What I've Learned About Mean People

Mean People:  People whose only goal is to make other people feel bad, especially when they don't deserve it!

I've somehow often become the target for so called "mean people."  I've come to the conclusion that if you look sweet and seem nice then you are fair game-- because those being mean to you do not think you will stick up for yourself!  And it's no wonder, that is usually exactly how it happens...until it doesn't.

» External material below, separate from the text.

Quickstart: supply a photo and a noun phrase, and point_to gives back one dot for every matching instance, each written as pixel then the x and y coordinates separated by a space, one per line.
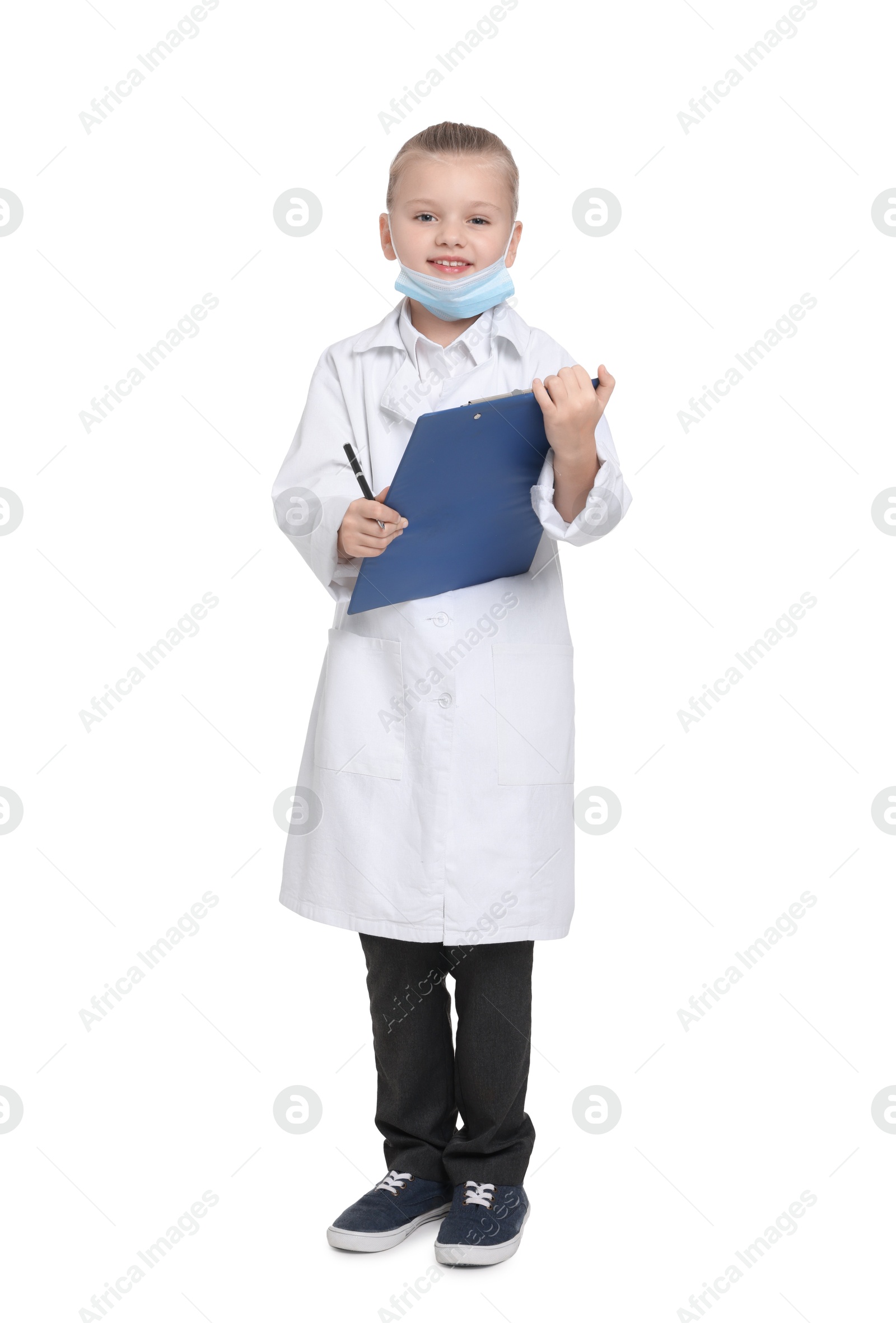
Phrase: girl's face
pixel 450 217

I remember the turning point in my own life.  I was in High School.  On the school bus there was  a mean little girl, and I do mean little girl.  She was probably only about 10 years old, was named Marie, and would sit behind me and whisper mean things about me to the other girls in her seat.  Now this really hurt, but only because the girls in her seat were little girls that lived down the road from me; my mom had been their preschool teacher and I felt they respected me and my family.  How could they listen and laugh with this mean little girl about me?  They didn't know how to stick up for themselves or stand up for what is right... So this went on for a while, I even stooped so low as to tell her to "shut-up" before I devised a better plan!

The next morning Marie got on the bus.  "Good morning, Marie!  How are you today?" I said with a big friendly smile.  No response...

As she got off the bus to go to school I said, "Bye Marie, Have a great day at school!"  Again, no response.

After school, she had already gotten on the bus before me but before I took my seat I looked her in the eyes with a smile and said"Hi Marie!  So good to see you again!"   And I sat down, got out my book and began reading.

I did this only for one or two more days before IT happened.

After getting on the bus after school on this day, I said my greeting to Marie and sat down in my seat.  As I was pulling out my book I saw Marie was looking at me, wanting to say something so I looked at her.

"Why are you being so nice to me!?!" She said.  She knew she didn't deserve any kindness whatsoever from me, and because she was a child her innocence let her guard down enough for me to see through her.  I answered her.

"Because I like you, Marie."  Again with a smile.

I remember this because it was remarkable.  Marie wasn't nice to me after that but she was no longer mean either.  She stopped talking about me, stopped making faces at me.  Just stopped.

I  had killed her "meanness" with kindness!

I've used this technique numerous times since then with the same results.

The boy who made fun of my weight (a friend from elementary school, I might add)  who one day dropped his giant wad of money right in front of me and I immediately called out to him: "Brian!" and pointed to his money.  He looked at me, thanked me, and never said a mean thing about me again.

Another boy who wasn't nice to me in Art class, who I ignored until the day I told him his art was really good!  Never again was he "mean".

The co-workers who took it upon themselves to tell me all the things I did wrong...well I added to the technique for that one... ;)  Firmly looked them in the eye, used a stern voice to tell them how and why they were mistaken...but ended with a smile...always that darned smile...

Lesson Learned:
There will always be someone ready to tear you down just to make themselves feel better than you.  They've chosen you as the target because they perceive you as someone who will let them.  Don't let them!  Stick up for yourself with dignity, calmness and yes! even a smile but let them know in no uncertain terms that you will not be treated in any way you do not deserve.   Don't resort to the same tactics because as a very dear friend reminded me of recently is the fact that whatever you put out there into the world is what you always get back.  Wouldn't you much rather get forgiveness and kindness back?

Besides, who knows, maybe your kindness will be the one that kills someone's "meanness."